Kascmaryk’s decision marks the first time a federal court has ordered the FDA to overturn the approval of a medication against the wishes of the agency and the drug’s manufacturer, also a party in the case. The legal battles over medication abortion have already resulted in uneven access to the drugs for some and will continue to fuel existing confusion and uncertainty around the drugs. And a high-profile fight over unpopular restrictions on abortion pills in the high courts will continue to keep the issue in the spotlight in the 2024 election cycle.
“This decision is wildly opposed to begin with,” said Celinda Lake, a leading Democratic pollster and president of Lake Research Partners. “And then when you spell out the repercussions, you really have a fight on your hands — people are very upset.”
Lake Research surveys conducted in September 2022 and January 2023 found that 62 percent of likely voters, including 64 percent of independents and nearly half of Republicans, opposed blocking access to medication abortion. Over 60 percent of voters also opposed restricting telemedicine abortion care, an increasingly popular way of accessing medication abortion, and 68 percent said they would support a federal law guaranteeing access to abortion pills.

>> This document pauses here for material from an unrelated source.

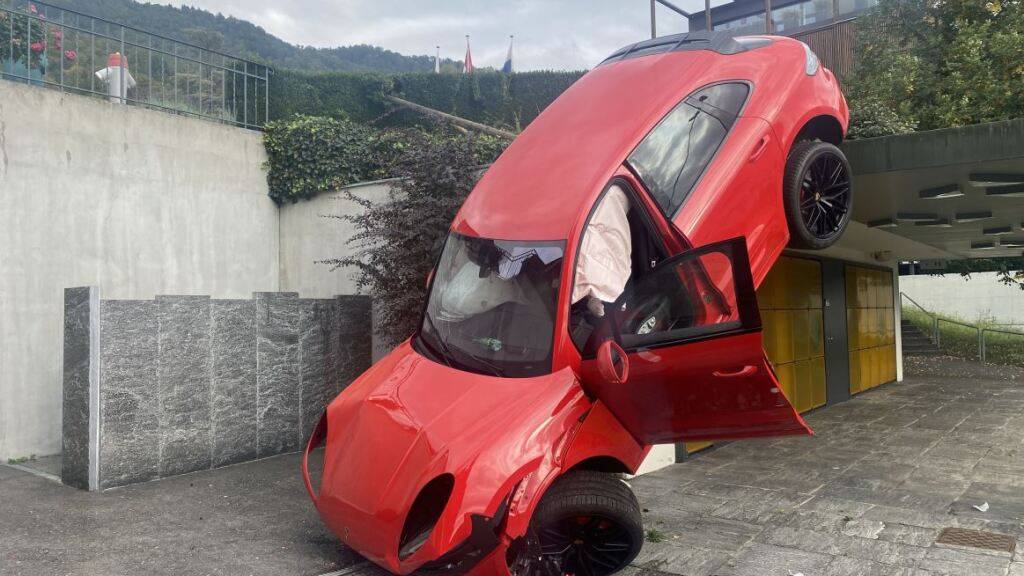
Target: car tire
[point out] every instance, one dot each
(588, 523)
(816, 194)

“Taking away people’s rights is not a theoretical issue,” Richards said. “The harm and injury and fear that is facing women, families, parents and potential grandparents is so widespread now, that it isn’t just isolated to one group of people.”
Richards also wants to inform and mobilize women voters, particularly less politically engaged women, starting now. “We are not going to wait until 2024 to educate them about what the stakes are in the election,” Richards said.
“A lot of the issues we’re discussing, they don’t think of as political,” Richards added. “And they can’t figure out why in the world the Republican Party has taken aim at them.”
Democrats and abortion rights advocates won another major electoral victory in Wisconsin on Tuesday. Judge Janet Protasiewicz, who explicitly ran on her personal support for abortion rights, defeated her conservative opponent to give liberals a majority on the state Supreme Court, which is likely to hear a case challenging the state’s 1849 abortion ban.
Kacsmaryk’s ruling also comes as Republican lawmakers in Florida are preparing to pass a six-week abortion ban, which would severely curtail abortion access throughout the entire South. Lake said that both the ongoing rollbacks of abortion rights in Republican-controlled states and the mifepristone ruling will “keep the abortion issue front and center” for voters.
“I think it’ll make a big difference in a lot of races in 2024,” she said.